10. In Sri Thakur Ram Krishna Murarji v. Ratan Chand the Privy Council had to consider a case where an ancestral business of a Mitakshara joint family had been carried on in partnership with another person. Upon the retirement of the stranger partner there was a dissolution and winding up of the partnership, but the business was carried on thereafter on behalf of the joint family in the same commodities and upon the same premises. This was held not to be a new business, but a continuation of the ancestral business. In the present case, the business was not an ancestral one, but it was a family one and when Narayanan died the family continued to be represented in the business of the M.P.N. partnership by the third respondent, the eldest member of the family. It was not really disputed that up to Narayanan's death the appellant was liable to the extent of his share in the family properties, but emphasis was laid on the fact that Narayanan's death effected a dissolution of the M.P.N.'s partnership. If the members of the family were all liable during Narayanan's lifetime it is difficult to see why they should not be liable after his death. The senior member of the family took his place in the partnership, and the firm continued to do business on the same basis as before. Moreover, Narayanan's death made no difference so far as the debt due to the first respondent was concerned as the debt had been incurred during Narayanan's lifetime. The learned Advocate for the appellant has suggested that the present case falls within the decision of the Privy Council in Benares Bank, Ltd. v. Hari Narain but there their Lordships were considering a case where the manager had started a new business, not a case where the manager had entered on an extension of the family business. Consequently we hold that the debt to the first respondent was incurred in the course of the family business and that the appellant is liable to the extent of his interest in the family assets. His brother and his half brothers accept this position so far as they themselves are concerned.

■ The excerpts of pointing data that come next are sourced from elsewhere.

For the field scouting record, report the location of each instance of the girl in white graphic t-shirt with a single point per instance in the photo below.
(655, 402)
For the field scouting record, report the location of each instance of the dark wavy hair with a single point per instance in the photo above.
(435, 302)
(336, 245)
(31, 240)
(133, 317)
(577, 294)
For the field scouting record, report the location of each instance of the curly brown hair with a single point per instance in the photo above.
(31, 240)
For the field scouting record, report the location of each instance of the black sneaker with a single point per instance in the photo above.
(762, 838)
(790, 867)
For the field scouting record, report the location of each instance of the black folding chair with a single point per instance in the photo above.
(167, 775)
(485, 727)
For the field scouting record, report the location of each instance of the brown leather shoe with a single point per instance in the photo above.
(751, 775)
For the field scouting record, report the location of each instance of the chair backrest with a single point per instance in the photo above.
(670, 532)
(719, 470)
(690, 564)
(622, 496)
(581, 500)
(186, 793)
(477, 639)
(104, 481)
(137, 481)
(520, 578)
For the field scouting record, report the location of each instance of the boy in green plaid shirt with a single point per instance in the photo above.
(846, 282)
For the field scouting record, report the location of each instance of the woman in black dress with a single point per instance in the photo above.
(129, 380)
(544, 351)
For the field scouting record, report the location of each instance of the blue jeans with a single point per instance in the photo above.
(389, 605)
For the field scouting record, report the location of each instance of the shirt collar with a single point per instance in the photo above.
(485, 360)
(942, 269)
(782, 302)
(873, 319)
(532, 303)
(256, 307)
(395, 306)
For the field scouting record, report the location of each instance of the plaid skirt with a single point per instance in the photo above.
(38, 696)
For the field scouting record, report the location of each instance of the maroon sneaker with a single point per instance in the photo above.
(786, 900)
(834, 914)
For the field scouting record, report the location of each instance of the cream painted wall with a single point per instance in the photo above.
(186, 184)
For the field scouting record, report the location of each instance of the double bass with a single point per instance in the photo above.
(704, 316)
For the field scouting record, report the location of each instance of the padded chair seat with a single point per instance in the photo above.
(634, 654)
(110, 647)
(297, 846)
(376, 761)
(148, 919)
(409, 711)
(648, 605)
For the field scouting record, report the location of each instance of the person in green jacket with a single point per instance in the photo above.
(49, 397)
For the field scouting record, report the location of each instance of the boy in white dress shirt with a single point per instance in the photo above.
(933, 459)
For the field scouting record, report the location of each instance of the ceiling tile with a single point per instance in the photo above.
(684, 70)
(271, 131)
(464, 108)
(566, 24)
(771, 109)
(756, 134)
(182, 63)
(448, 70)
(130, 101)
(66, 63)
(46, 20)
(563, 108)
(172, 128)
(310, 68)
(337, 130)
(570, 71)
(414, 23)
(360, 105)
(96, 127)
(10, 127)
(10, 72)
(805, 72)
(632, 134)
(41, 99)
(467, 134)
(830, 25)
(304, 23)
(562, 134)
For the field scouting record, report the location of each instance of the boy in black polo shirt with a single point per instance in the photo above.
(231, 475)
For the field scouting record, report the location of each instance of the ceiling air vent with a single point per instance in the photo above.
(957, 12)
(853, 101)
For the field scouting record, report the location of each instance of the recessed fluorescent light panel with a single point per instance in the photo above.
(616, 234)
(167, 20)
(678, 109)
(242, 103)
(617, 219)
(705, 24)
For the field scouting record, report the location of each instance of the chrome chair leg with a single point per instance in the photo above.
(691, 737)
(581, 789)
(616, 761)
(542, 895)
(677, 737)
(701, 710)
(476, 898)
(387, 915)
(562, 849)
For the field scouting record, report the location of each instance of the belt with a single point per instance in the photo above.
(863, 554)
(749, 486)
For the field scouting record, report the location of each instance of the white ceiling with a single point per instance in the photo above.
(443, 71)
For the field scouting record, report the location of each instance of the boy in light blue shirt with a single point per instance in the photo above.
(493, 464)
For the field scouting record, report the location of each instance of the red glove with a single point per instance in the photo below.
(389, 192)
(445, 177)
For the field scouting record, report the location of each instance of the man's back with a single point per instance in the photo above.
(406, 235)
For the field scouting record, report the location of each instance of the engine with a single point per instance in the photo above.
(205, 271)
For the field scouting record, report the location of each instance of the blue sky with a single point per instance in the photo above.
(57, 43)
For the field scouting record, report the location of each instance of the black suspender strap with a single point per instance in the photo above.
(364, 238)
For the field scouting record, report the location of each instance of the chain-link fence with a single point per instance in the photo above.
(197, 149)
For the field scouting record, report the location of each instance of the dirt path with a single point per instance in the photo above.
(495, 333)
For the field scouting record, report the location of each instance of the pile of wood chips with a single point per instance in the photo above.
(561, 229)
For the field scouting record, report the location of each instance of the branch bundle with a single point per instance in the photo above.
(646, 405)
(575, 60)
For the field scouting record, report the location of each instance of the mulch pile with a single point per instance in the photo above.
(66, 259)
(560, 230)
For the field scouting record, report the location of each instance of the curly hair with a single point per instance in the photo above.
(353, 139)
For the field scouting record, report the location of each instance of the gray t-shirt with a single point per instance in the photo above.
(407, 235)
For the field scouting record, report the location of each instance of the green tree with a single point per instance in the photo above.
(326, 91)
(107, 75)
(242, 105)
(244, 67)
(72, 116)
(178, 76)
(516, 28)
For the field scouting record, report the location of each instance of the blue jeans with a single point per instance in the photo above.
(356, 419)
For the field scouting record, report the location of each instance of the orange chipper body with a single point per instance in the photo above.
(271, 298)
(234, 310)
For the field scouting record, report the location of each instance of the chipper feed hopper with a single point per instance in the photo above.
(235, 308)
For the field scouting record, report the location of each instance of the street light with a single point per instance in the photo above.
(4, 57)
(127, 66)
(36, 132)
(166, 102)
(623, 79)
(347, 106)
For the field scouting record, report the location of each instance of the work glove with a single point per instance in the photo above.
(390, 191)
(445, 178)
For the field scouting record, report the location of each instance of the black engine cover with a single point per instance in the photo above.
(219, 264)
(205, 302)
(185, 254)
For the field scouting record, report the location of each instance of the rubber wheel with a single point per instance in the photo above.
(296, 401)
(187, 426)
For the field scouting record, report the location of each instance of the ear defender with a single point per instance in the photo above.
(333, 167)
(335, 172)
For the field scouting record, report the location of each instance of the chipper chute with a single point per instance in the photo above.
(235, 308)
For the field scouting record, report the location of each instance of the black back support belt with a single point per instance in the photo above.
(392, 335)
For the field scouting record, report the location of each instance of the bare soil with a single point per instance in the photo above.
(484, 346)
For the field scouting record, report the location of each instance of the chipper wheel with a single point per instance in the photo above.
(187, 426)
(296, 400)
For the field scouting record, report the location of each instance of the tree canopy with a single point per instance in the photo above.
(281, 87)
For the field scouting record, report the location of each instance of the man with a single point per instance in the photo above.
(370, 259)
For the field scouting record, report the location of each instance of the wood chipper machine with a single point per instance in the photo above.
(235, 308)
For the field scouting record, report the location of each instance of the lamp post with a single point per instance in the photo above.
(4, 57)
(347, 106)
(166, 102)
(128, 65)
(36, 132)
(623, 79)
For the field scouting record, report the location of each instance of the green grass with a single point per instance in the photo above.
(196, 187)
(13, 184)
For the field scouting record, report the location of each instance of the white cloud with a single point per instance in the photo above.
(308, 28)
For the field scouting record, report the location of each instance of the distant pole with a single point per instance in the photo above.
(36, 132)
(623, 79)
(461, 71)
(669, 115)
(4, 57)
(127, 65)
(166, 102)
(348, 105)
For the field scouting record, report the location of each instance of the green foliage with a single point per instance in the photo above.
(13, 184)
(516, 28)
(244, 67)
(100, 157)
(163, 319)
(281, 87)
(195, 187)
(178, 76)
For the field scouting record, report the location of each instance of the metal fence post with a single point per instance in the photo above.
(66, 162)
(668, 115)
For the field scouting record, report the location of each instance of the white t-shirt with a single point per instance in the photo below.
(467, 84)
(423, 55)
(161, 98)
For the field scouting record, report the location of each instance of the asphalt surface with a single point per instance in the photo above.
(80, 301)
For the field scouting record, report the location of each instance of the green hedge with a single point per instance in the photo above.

11. We also consider that the appellant is liable under the pious obligation rule. It is said on behalf of the appellant that this was not pleaded and that the Privy Council refusejl to allow the question to be raised in Benares Bank, Ltd. v. Hari Narai because it was raised for the first time before their Lordships and it involved questions of fact which had not been tried. That case was a very different one. It is impossible for the appellant in this case to raise the plea that this debt was incurred by Narayanan for his own immoral purposes or that it did not come within the category of a necessity. The debt represented a deposit made in the ordinary course of the family business.

12. For these reasons we consider that the case has been rightly decided by the trial Court, and the appeal must, therefore, be dismissed with costs.